In the south of Italy, between Apulia and Calabria, lies a land that is barren, desolate, and malarial, where the peasants live out their existence in poverty and in the presence of death. It was here in primitive Lucania, at the start of the Ethiopian war in 1935, that Carlo Levi, doctor, painter, philosopher, and man of letters, was confined as a political prisoner because of his uncompromising opposition to Fascism. Christ Stopped at Eboli is Levi's classic, starkly beautiful account of a place beyond hope and a people abandoned by history, living outside the boundaries of progress and time.

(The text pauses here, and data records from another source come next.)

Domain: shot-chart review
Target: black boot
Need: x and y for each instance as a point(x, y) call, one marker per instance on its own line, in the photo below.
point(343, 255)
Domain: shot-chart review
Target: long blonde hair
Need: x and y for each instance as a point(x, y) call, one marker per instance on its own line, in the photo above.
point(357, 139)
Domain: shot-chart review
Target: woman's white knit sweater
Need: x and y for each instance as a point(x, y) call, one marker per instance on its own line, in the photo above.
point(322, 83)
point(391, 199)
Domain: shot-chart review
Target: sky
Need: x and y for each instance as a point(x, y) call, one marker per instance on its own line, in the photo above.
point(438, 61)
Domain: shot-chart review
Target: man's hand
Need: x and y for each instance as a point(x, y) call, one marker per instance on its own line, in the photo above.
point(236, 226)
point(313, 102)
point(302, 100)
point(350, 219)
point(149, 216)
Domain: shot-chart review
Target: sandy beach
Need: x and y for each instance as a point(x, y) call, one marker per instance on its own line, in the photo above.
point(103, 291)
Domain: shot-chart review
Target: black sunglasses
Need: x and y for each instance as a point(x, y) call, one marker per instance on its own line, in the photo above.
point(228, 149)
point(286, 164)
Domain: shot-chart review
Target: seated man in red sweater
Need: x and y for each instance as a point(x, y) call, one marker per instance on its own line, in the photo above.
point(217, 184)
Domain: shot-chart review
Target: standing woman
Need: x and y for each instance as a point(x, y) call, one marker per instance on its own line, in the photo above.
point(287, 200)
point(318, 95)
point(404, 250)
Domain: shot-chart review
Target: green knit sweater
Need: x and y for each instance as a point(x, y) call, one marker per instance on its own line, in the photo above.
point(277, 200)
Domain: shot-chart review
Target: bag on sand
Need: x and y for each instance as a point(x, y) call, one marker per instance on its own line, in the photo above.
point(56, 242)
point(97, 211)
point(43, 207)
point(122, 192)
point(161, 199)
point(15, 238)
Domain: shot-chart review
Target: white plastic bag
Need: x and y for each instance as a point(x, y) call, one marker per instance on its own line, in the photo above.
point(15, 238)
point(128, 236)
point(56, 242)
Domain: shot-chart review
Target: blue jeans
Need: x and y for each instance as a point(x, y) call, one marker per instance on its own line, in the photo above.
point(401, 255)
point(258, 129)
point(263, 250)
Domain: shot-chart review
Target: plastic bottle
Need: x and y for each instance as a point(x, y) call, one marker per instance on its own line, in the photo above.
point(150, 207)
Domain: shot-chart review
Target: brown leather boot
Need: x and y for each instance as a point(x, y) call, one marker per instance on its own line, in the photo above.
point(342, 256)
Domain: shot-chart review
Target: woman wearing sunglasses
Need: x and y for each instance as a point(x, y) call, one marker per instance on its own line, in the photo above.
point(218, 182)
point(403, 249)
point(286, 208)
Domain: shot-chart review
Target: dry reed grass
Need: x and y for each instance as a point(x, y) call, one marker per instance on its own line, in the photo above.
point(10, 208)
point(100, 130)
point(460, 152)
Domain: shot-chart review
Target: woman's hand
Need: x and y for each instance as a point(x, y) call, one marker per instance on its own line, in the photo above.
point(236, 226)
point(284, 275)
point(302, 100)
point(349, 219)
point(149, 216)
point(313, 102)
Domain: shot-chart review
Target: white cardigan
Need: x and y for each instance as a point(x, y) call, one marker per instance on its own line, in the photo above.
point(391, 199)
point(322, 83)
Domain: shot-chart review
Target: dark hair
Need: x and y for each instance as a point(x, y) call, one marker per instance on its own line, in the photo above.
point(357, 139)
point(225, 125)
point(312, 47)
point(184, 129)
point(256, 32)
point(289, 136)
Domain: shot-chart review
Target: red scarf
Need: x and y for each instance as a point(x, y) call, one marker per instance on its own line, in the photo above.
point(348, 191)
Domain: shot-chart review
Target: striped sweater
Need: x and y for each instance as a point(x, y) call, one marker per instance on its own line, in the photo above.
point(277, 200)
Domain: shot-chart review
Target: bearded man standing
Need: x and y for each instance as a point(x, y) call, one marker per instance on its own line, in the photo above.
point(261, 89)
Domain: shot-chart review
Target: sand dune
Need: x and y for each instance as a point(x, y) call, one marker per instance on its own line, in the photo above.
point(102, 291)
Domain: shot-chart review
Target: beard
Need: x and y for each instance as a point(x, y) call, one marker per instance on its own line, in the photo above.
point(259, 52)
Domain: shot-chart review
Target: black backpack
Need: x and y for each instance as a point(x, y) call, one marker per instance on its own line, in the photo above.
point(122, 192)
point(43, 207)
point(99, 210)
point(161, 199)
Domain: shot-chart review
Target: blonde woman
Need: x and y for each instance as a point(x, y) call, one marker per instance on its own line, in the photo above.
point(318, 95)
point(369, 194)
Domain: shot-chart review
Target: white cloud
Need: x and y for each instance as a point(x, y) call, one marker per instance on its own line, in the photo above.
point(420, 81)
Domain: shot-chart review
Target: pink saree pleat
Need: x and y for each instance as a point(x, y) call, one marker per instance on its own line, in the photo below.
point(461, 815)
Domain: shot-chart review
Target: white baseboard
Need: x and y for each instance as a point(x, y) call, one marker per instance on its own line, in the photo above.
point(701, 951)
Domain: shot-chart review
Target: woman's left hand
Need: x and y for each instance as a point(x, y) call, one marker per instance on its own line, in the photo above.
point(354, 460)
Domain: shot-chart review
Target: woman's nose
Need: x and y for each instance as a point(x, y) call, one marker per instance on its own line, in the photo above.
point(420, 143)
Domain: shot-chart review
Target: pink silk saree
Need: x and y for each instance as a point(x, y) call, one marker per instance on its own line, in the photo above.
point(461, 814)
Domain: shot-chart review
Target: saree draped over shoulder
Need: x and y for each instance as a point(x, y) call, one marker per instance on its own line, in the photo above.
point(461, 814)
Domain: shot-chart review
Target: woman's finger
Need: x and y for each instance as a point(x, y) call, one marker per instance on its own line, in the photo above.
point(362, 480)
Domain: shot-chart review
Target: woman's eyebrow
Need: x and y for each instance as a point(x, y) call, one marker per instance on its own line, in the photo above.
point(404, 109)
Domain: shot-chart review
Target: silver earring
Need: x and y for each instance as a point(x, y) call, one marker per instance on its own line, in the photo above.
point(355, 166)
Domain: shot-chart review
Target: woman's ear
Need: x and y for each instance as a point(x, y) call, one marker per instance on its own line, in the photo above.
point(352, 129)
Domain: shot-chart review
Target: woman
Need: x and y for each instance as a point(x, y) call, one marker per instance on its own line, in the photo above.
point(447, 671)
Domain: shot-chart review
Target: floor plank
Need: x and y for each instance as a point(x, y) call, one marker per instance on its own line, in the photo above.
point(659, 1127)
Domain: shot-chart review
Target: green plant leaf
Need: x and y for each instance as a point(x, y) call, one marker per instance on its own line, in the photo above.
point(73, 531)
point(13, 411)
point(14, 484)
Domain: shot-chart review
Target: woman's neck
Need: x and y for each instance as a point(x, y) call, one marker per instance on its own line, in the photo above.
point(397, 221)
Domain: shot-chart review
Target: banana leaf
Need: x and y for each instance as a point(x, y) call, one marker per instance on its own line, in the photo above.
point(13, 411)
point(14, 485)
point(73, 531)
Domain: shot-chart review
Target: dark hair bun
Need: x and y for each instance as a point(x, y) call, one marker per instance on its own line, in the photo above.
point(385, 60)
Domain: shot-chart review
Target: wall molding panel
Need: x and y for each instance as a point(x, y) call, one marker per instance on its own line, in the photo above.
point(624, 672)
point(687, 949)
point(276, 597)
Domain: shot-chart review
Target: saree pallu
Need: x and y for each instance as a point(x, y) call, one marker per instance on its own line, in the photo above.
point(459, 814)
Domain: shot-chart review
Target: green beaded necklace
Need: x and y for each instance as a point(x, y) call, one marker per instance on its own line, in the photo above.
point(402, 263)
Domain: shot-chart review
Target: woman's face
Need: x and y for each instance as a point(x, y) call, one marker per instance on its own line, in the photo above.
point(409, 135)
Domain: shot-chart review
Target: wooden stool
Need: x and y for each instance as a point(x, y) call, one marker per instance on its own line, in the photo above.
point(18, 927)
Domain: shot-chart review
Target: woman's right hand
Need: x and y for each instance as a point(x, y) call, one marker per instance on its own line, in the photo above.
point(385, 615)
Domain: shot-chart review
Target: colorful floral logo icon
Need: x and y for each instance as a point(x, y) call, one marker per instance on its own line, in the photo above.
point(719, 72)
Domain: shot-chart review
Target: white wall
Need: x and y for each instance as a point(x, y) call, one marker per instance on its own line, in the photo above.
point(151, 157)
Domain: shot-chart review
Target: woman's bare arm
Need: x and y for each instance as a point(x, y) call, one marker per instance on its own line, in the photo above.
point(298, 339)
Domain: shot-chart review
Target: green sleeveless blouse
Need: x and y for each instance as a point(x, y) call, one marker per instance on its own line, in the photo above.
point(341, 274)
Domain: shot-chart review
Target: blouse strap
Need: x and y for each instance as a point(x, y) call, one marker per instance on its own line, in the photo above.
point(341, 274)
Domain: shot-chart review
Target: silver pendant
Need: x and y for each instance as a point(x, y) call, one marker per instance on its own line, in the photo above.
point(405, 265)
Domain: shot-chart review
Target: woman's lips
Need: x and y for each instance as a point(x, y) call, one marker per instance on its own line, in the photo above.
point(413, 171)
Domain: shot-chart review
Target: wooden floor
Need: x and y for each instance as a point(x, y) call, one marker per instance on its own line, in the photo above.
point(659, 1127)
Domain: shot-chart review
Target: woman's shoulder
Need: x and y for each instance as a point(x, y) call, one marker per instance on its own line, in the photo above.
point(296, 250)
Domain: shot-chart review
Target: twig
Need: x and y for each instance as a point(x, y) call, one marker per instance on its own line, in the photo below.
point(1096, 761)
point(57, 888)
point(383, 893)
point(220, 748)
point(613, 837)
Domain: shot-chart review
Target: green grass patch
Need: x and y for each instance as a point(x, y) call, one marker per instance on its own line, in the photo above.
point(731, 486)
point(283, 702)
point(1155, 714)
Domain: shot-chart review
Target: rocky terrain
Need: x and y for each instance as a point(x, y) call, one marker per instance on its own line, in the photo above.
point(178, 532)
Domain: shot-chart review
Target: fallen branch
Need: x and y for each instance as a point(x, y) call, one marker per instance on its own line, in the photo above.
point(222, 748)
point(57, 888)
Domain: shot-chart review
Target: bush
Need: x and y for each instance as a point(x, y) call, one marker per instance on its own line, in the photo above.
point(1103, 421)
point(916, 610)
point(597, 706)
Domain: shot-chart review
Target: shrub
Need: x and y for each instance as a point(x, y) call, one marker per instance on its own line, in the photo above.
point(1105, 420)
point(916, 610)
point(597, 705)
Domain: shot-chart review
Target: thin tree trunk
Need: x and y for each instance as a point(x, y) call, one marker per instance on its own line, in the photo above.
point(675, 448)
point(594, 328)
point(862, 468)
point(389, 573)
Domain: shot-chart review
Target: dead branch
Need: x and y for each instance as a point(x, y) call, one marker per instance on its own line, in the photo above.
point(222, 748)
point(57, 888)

Translated from the Italian by Frances Frenaye

Editorial Reviews

"A sensitive and gifted writer with a great sense of style....Perhaps the best thing in his book is the detachment by which he avoids sentimentalizing the peasants and at the same time renders their undestroyed feelings for human values."  --Alfred Kazin, New York Herald Tribune Book Review

"The present translation by Frances Frenaye suggests that Levi is a great prose stylist, as well as brilliant observer of human life and a wise and patient diagnostician of our condition."  --New Republic

"A kind of gray El Greco beauty.... It is a long time since any book has come out of Italy with such an individual accent, such a richness of texture."  --Lewis Gannett, New York Herald Tribune

"Levi writes with sympathy and insight.... Hailed by Italian critics as one of their most promising contemporary writers, he has proved his competence by making a readable and interesting book out of grim and forbidding material."  --Saturday Review of Literature

"Has been called in turn a diary, an album of sketches, a novelette, a sociological study and a political essay. It has more than a trait of each genre; yet it remains as hard to classify as every beautiful book, or as the man who wrote this one."  --New York Times Book Review

About the Author

Carlo Levi (1902-1975) was born in Turin, Italy.  He was a writer, journalist, artist, and doctor, whose first documentary novel, Christ Stopped at Eboli (1945), became an international sensation and introduced the trend toward social realism in post-war Italian literature.